From a crisis response standpoint, Amazon gets good marks for its quick reaction to the New York Times workplace culture story last week. CEO Jeff Bezos responded immediately with a well-constructed message to employees, and CCO Jay Carney went on CBS Morning News. Their response boiled down to this: They don't recognize the company the NYT described and wouldn't want to work at such a company. No apology; just, that's not who we are.
I'm sure Jeff and Jay were being sincere, and I hope they're right. I'm not in a position to say. But I will say this: corporate character matters. How employees are treated matters. How work gets done in your enterprise matters.
As the Page Model of Enterprise Communication posits, it's imperative that enterprises intentionally define their mission, purpose, values, culture, business model, strategy and brand – and that those definitions truly, truly play out in the actual behaviors of every employee, associate, partner and colleague in every action every single day. It's the only way to build an enterprise that authentically is deserving of trust.

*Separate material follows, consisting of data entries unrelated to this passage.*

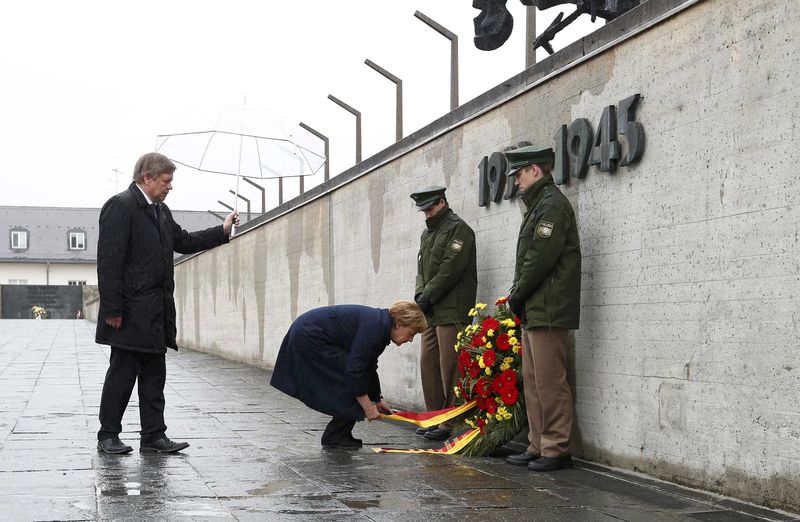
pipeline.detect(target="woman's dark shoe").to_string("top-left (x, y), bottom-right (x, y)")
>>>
top-left (425, 428), bottom-right (450, 440)
top-left (139, 437), bottom-right (189, 453)
top-left (97, 437), bottom-right (133, 455)
top-left (528, 453), bottom-right (572, 471)
top-left (506, 451), bottom-right (539, 466)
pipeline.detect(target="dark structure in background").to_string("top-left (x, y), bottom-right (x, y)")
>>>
top-left (0, 285), bottom-right (83, 319)
top-left (472, 0), bottom-right (642, 54)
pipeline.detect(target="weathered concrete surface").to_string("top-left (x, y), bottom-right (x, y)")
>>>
top-left (164, 0), bottom-right (800, 510)
top-left (0, 320), bottom-right (798, 522)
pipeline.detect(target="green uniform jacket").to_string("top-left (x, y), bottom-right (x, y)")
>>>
top-left (415, 206), bottom-right (478, 326)
top-left (511, 175), bottom-right (581, 330)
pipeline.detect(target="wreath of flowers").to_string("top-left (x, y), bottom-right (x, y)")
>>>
top-left (454, 297), bottom-right (528, 456)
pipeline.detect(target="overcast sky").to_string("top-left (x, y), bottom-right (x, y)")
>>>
top-left (0, 0), bottom-right (601, 212)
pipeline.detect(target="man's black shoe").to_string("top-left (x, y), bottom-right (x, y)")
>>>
top-left (425, 428), bottom-right (450, 440)
top-left (506, 451), bottom-right (539, 466)
top-left (528, 454), bottom-right (572, 471)
top-left (139, 437), bottom-right (189, 453)
top-left (97, 437), bottom-right (133, 455)
top-left (322, 439), bottom-right (361, 449)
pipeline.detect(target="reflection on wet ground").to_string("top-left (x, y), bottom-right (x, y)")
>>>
top-left (0, 320), bottom-right (796, 522)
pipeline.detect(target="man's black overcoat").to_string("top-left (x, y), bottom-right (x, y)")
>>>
top-left (270, 305), bottom-right (392, 420)
top-left (95, 183), bottom-right (228, 353)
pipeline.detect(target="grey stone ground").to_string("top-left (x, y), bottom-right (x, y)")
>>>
top-left (0, 320), bottom-right (798, 521)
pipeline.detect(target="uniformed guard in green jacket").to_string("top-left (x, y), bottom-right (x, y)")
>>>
top-left (505, 146), bottom-right (581, 471)
top-left (411, 187), bottom-right (478, 440)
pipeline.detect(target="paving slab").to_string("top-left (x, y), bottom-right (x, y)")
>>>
top-left (0, 320), bottom-right (800, 522)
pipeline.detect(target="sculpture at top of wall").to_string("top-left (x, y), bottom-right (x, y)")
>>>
top-left (472, 0), bottom-right (641, 54)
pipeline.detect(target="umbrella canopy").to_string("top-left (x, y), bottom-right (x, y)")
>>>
top-left (156, 105), bottom-right (326, 179)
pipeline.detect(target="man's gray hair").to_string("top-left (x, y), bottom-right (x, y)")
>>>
top-left (133, 152), bottom-right (177, 183)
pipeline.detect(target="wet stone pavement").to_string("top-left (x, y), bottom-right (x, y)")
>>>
top-left (0, 320), bottom-right (798, 522)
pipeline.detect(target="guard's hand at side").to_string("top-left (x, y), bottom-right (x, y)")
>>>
top-left (508, 294), bottom-right (525, 320)
top-left (364, 404), bottom-right (381, 421)
top-left (222, 212), bottom-right (239, 235)
top-left (106, 317), bottom-right (122, 330)
top-left (375, 399), bottom-right (394, 415)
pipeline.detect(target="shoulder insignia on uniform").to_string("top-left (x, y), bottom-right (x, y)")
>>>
top-left (536, 221), bottom-right (553, 238)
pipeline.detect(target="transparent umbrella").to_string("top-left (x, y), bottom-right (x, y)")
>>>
top-left (156, 105), bottom-right (326, 234)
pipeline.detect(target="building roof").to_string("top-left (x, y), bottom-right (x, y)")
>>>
top-left (0, 206), bottom-right (221, 263)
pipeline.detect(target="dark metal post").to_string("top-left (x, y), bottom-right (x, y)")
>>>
top-left (228, 190), bottom-right (250, 221)
top-left (525, 6), bottom-right (536, 69)
top-left (328, 94), bottom-right (361, 163)
top-left (414, 11), bottom-right (458, 111)
top-left (364, 58), bottom-right (403, 141)
top-left (300, 121), bottom-right (331, 181)
top-left (242, 176), bottom-right (267, 214)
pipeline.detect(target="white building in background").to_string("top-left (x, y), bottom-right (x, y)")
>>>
top-left (0, 206), bottom-right (221, 285)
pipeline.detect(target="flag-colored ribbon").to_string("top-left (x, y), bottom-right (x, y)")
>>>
top-left (372, 428), bottom-right (481, 455)
top-left (380, 401), bottom-right (475, 428)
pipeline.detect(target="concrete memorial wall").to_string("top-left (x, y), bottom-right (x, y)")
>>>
top-left (170, 0), bottom-right (800, 510)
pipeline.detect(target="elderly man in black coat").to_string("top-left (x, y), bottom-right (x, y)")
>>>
top-left (270, 301), bottom-right (428, 449)
top-left (95, 152), bottom-right (239, 453)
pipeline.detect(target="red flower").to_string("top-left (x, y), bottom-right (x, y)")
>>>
top-left (500, 385), bottom-right (519, 406)
top-left (481, 317), bottom-right (500, 335)
top-left (492, 375), bottom-right (506, 395)
top-left (474, 377), bottom-right (491, 399)
top-left (495, 333), bottom-right (511, 350)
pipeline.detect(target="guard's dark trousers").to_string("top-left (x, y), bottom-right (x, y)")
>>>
top-left (97, 346), bottom-right (167, 443)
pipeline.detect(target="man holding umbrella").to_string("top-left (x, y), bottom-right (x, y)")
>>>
top-left (95, 152), bottom-right (239, 453)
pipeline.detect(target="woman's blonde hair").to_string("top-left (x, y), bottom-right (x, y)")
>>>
top-left (389, 301), bottom-right (428, 333)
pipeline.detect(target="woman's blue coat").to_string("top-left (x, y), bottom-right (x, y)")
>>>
top-left (270, 305), bottom-right (392, 420)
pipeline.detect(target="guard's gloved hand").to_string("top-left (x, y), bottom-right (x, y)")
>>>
top-left (414, 294), bottom-right (433, 315)
top-left (508, 294), bottom-right (525, 321)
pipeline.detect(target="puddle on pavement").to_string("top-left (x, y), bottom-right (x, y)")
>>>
top-left (100, 482), bottom-right (147, 497)
top-left (247, 480), bottom-right (292, 497)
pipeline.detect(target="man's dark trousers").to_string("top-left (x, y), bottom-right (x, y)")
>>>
top-left (97, 346), bottom-right (167, 444)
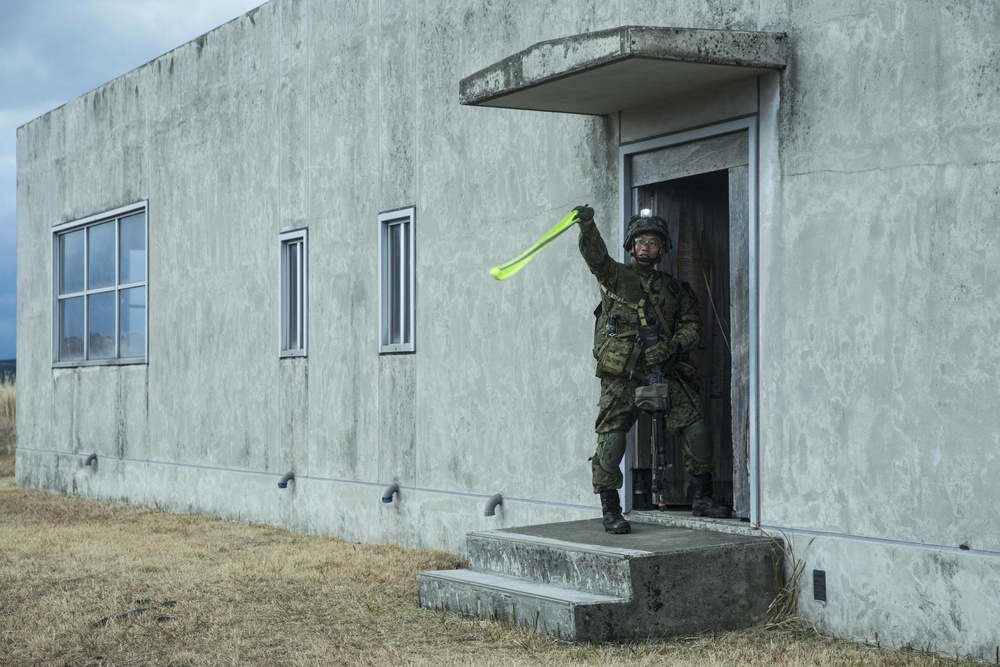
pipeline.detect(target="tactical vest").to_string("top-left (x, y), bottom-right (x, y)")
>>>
top-left (594, 271), bottom-right (680, 377)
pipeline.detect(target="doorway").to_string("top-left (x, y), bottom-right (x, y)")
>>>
top-left (624, 131), bottom-right (751, 518)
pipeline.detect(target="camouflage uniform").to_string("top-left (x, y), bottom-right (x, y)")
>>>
top-left (580, 222), bottom-right (712, 493)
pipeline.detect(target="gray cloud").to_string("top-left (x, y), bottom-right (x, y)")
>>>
top-left (0, 0), bottom-right (264, 359)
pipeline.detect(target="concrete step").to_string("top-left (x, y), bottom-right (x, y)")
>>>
top-left (418, 519), bottom-right (782, 641)
top-left (417, 570), bottom-right (628, 641)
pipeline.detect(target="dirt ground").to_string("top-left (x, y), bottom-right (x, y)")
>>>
top-left (0, 446), bottom-right (977, 667)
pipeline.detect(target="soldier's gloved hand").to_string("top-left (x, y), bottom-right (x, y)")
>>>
top-left (645, 340), bottom-right (678, 365)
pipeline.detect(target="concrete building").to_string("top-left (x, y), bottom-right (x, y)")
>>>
top-left (17, 0), bottom-right (1000, 659)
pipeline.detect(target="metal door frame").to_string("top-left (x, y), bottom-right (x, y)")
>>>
top-left (618, 115), bottom-right (760, 526)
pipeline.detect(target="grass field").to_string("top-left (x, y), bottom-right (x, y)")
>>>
top-left (0, 387), bottom-right (976, 667)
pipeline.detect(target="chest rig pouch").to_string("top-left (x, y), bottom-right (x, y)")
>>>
top-left (594, 276), bottom-right (650, 377)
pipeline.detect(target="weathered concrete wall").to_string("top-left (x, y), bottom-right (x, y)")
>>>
top-left (760, 1), bottom-right (1000, 660)
top-left (18, 0), bottom-right (617, 550)
top-left (17, 0), bottom-right (1000, 656)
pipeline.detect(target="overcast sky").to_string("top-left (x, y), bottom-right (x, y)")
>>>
top-left (0, 0), bottom-right (264, 360)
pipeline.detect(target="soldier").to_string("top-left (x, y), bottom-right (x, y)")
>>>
top-left (575, 206), bottom-right (730, 534)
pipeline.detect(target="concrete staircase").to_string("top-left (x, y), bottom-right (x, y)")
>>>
top-left (417, 513), bottom-right (781, 642)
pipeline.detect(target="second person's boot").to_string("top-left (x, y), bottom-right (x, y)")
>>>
top-left (601, 489), bottom-right (632, 535)
top-left (691, 472), bottom-right (733, 519)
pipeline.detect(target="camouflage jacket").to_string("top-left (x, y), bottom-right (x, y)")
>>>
top-left (580, 223), bottom-right (701, 376)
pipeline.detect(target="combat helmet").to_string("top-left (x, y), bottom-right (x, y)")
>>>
top-left (625, 208), bottom-right (670, 252)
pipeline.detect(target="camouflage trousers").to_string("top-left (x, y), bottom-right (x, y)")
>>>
top-left (590, 377), bottom-right (712, 493)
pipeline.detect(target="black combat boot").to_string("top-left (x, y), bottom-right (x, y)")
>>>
top-left (601, 489), bottom-right (632, 535)
top-left (691, 472), bottom-right (733, 519)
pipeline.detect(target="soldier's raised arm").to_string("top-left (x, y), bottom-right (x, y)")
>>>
top-left (574, 206), bottom-right (619, 289)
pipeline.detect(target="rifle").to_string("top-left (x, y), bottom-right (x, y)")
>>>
top-left (629, 324), bottom-right (673, 512)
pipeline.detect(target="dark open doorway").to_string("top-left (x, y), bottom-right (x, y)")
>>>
top-left (632, 138), bottom-right (749, 517)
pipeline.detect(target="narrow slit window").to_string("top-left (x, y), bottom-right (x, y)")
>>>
top-left (280, 229), bottom-right (309, 357)
top-left (379, 206), bottom-right (416, 353)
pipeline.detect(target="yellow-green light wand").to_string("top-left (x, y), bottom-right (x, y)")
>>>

Of course, even the best enterprises with the most focus on defining and activating corporate character will fall short. Mistakes will be made. Some people just won't get on board. It's how the enterprise responds to those mistakes and outliers that determines whether the defined character becomes the true character.
Are actions inconsistent with the values tolerated, or are they dealt with swiftly and directly? If the former, the entire character of the organization is at risk. Before you know it, you're Enron, with great values up on the wall and a culture completely at odds with the stated values.
Character is what you do, not what you say, and the true character will shine through.